No Country For Old Men / Cormac McCarthy


   By page nine of No Country For Old Men, the body count has already begun to grow, and a few pages later I decided not to keep count. It climbs quickly and steadily, so if that's not your thing, then perhaps don't bother with this book (or many books by Cormac McCarthy, for that matter). That being said: oh wow do I ever love Cormac McCarthy.

   Not one to be held back by things like punctuation, McCarthy tells his tale with almost tedious descriptions of physical action and an amazing ear for Southern dialect and accent. By "almost tedious descriptions of physical action" I mean that instead of saying "he drove through a gate" McCarthy says
"The white marks at the side of the road when he found them looked like surveyor's marks but there were no numbers, just the chevrons. He marked the mileage on the odometer and drove another mile and slowed and turned off the highway. He shut off the lights and left the motor running and got out and walked down and opened the gate and came back. He drove across the bars of the cattleguard and got out and closed the gate again and stood there listening. Then he got in the car and drove down the rutted track."
    There are several times when various characters drive through that self-same gate, and it is the same every time. Stop the car, get out of the car, open the gate, get into the car, drive over the bars, stop the car, get out of the car, close the gate, get into the car, drive on. Basically all of the action is described in this way, and while it can take some effort to read, I still love it. I don't know if I understand you, Cormac McCarthy, but keep on keeping on. The Road is written in a similar style. (Have you read The Road yet? WHY NOT???)

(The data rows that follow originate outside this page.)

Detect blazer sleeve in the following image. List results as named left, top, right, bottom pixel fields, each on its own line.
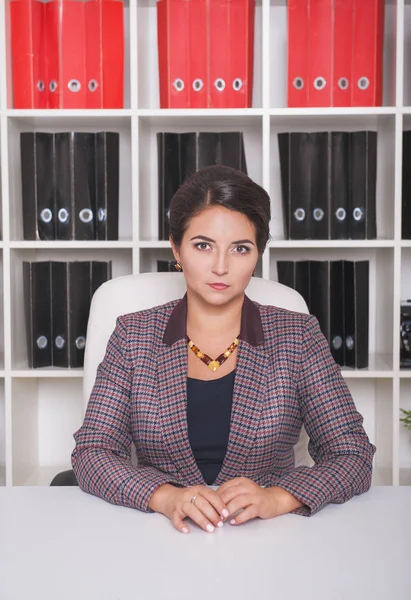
left=277, top=315, right=376, bottom=516
left=71, top=317, right=182, bottom=512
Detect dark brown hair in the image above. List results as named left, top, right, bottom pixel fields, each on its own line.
left=170, top=165, right=271, bottom=254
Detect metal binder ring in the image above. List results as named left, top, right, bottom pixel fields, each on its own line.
left=233, top=77, right=243, bottom=92
left=173, top=78, right=184, bottom=92
left=57, top=208, right=70, bottom=223
left=40, top=208, right=53, bottom=223
left=193, top=79, right=204, bottom=92
left=358, top=77, right=370, bottom=90
left=54, top=335, right=66, bottom=350
left=88, top=79, right=98, bottom=92
left=345, top=335, right=354, bottom=350
left=294, top=208, right=305, bottom=221
left=36, top=335, right=48, bottom=350
left=338, top=77, right=348, bottom=90
left=97, top=208, right=107, bottom=223
left=314, top=77, right=327, bottom=90
left=313, top=208, right=324, bottom=221
left=293, top=77, right=304, bottom=90
left=67, top=79, right=81, bottom=93
left=74, top=335, right=86, bottom=350
left=335, top=207, right=347, bottom=221
left=78, top=208, right=93, bottom=223
left=214, top=77, right=225, bottom=92
left=352, top=207, right=364, bottom=221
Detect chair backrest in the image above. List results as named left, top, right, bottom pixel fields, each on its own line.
left=83, top=273, right=312, bottom=465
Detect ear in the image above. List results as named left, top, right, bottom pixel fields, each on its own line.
left=169, top=236, right=180, bottom=262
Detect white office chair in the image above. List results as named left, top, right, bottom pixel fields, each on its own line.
left=83, top=272, right=313, bottom=466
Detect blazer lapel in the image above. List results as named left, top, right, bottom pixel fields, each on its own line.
left=215, top=340, right=268, bottom=485
left=157, top=339, right=205, bottom=485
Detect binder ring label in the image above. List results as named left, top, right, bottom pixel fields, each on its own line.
left=57, top=208, right=69, bottom=223
left=54, top=335, right=66, bottom=350
left=358, top=77, right=370, bottom=90
left=352, top=207, right=364, bottom=221
left=36, top=335, right=48, bottom=350
left=313, top=208, right=324, bottom=221
left=74, top=335, right=86, bottom=350
left=97, top=208, right=107, bottom=223
left=214, top=77, right=225, bottom=92
left=335, top=207, right=347, bottom=221
left=173, top=79, right=184, bottom=92
left=294, top=208, right=305, bottom=221
left=193, top=79, right=204, bottom=92
left=40, top=208, right=53, bottom=223
left=345, top=335, right=354, bottom=350
left=293, top=77, right=304, bottom=90
left=314, top=77, right=327, bottom=90
left=67, top=79, right=81, bottom=93
left=78, top=208, right=93, bottom=223
left=338, top=77, right=348, bottom=90
left=233, top=77, right=243, bottom=92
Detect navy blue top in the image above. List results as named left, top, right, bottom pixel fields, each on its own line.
left=187, top=369, right=235, bottom=485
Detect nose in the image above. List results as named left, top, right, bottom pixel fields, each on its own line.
left=211, top=252, right=228, bottom=277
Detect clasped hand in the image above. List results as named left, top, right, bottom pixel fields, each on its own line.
left=150, top=477, right=300, bottom=533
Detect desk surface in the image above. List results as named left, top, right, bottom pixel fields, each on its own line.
left=0, top=487, right=411, bottom=600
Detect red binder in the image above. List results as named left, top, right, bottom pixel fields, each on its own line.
left=229, top=0, right=255, bottom=108
left=351, top=0, right=384, bottom=106
left=10, top=0, right=47, bottom=108
left=287, top=0, right=310, bottom=108
left=308, top=0, right=333, bottom=106
left=85, top=0, right=104, bottom=108
left=46, top=0, right=87, bottom=108
left=188, top=0, right=209, bottom=108
left=100, top=0, right=124, bottom=108
left=332, top=0, right=354, bottom=106
left=157, top=0, right=190, bottom=108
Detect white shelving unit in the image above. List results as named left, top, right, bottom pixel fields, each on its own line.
left=0, top=0, right=411, bottom=485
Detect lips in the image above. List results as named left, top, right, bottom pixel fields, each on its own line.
left=207, top=282, right=230, bottom=291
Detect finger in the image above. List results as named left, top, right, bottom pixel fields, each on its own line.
left=201, top=487, right=230, bottom=519
left=230, top=504, right=258, bottom=525
left=194, top=495, right=223, bottom=527
left=186, top=503, right=219, bottom=533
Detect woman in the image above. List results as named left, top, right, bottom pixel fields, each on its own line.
left=72, top=166, right=375, bottom=533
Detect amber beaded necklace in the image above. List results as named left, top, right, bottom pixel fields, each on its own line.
left=187, top=335, right=239, bottom=371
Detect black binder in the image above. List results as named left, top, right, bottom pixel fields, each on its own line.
left=401, top=131, right=411, bottom=240
left=307, top=132, right=331, bottom=240
left=344, top=260, right=369, bottom=369
left=23, top=261, right=52, bottom=368
left=20, top=132, right=56, bottom=240
left=95, top=131, right=120, bottom=240
left=330, top=131, right=350, bottom=240
left=349, top=131, right=377, bottom=240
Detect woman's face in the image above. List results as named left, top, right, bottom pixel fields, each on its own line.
left=170, top=206, right=258, bottom=305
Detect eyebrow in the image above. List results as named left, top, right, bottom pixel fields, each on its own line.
left=190, top=235, right=255, bottom=246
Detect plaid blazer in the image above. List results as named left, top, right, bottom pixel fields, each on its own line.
left=72, top=296, right=375, bottom=516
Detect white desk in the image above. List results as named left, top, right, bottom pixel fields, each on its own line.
left=0, top=487, right=411, bottom=600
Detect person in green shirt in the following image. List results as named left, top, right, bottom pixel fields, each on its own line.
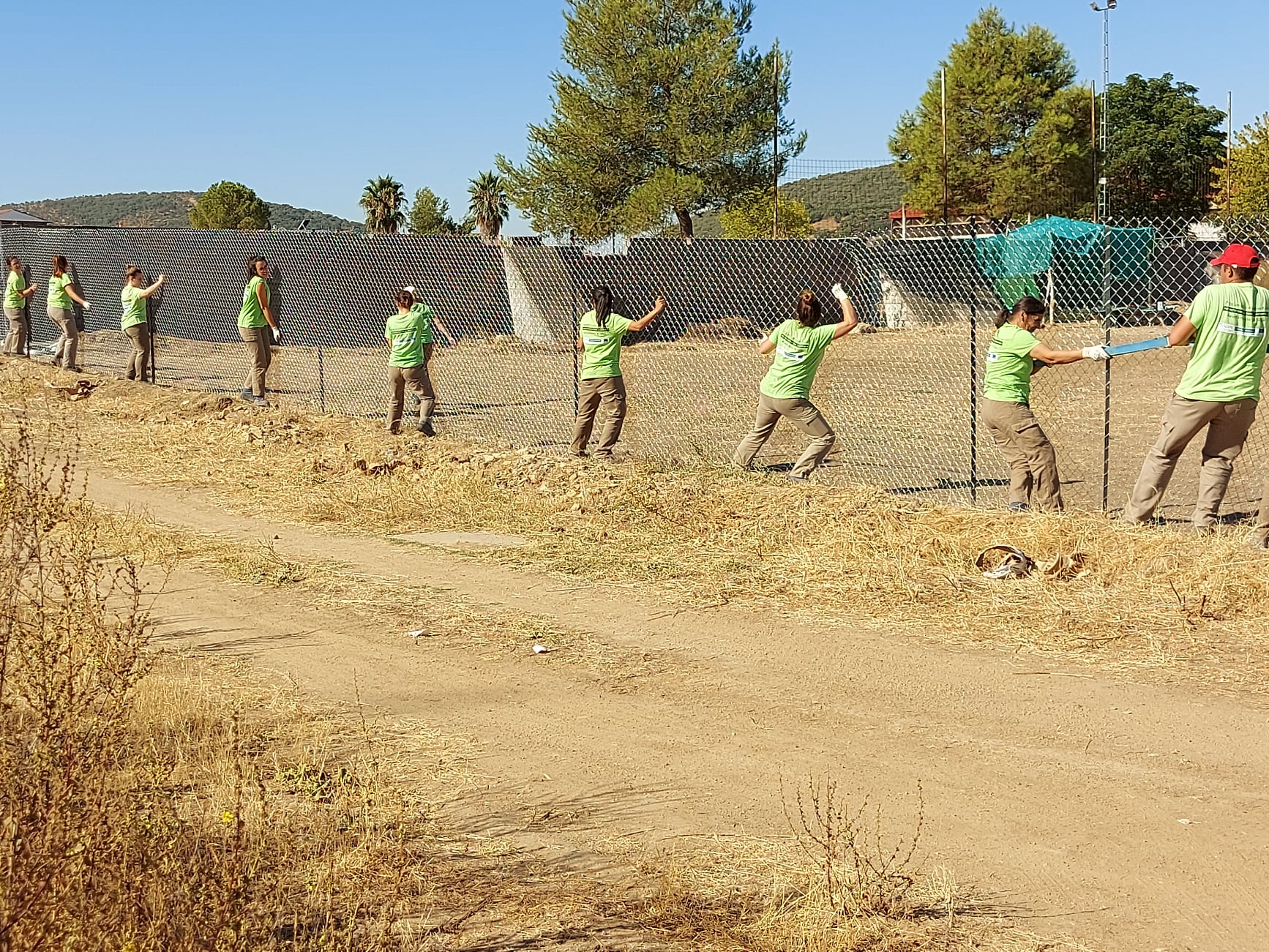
left=383, top=288, right=453, bottom=437
left=1123, top=244, right=1269, bottom=536
left=2, top=258, right=40, bottom=356
left=239, top=255, right=282, bottom=406
left=403, top=285, right=458, bottom=437
left=48, top=255, right=93, bottom=372
left=982, top=297, right=1110, bottom=513
left=572, top=287, right=665, bottom=460
left=119, top=264, right=168, bottom=381
left=731, top=285, right=859, bottom=482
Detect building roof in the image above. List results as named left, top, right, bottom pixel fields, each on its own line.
left=0, top=208, right=48, bottom=225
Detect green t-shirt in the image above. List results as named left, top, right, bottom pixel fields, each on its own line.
left=757, top=318, right=837, bottom=400
left=982, top=323, right=1039, bottom=404
left=119, top=285, right=146, bottom=330
left=4, top=271, right=26, bottom=307
left=410, top=301, right=441, bottom=345
left=577, top=311, right=631, bottom=380
left=1176, top=282, right=1269, bottom=404
left=383, top=304, right=432, bottom=367
left=48, top=274, right=75, bottom=311
left=239, top=274, right=273, bottom=328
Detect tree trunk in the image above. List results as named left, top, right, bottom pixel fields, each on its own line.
left=674, top=208, right=692, bottom=241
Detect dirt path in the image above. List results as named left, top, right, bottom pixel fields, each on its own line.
left=90, top=475, right=1269, bottom=952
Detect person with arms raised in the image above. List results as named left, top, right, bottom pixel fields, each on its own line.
left=1123, top=244, right=1269, bottom=534
left=572, top=287, right=665, bottom=460
left=731, top=285, right=859, bottom=482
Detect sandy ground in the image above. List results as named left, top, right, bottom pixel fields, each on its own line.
left=45, top=323, right=1269, bottom=519
left=90, top=473, right=1269, bottom=952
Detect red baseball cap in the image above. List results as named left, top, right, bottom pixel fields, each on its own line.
left=1212, top=245, right=1260, bottom=268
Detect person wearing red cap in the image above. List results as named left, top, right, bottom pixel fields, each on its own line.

   I finished reading this while I was camping for a weekend, and for the rest of my time in Banff I had a running commentary in my head "she got out of the tent and zipped the flap shut and went to the camp chair and sat down and looked at the empty fire pit and, and, and, and, and..." I don't know if other people do this, so welcome to a window into my psyche. It involves a weird amount of self-narration, especially after reading books like this one.

   The ending of the book is strange and somewhat difficult to deal with, but it is exactly what needed to happen.

   Fun fact: Nicholas Sparks once claimed to be a waaaay better author than Cormac McCarthy in and interview where he also compared himself to Shakespeare, Hemingway, and the Greek playwrights and stated that A Walk to Remember by Nicholas Sparks was his favorite coming of age story, topping books like The Catcher in the Rye. OH BOY.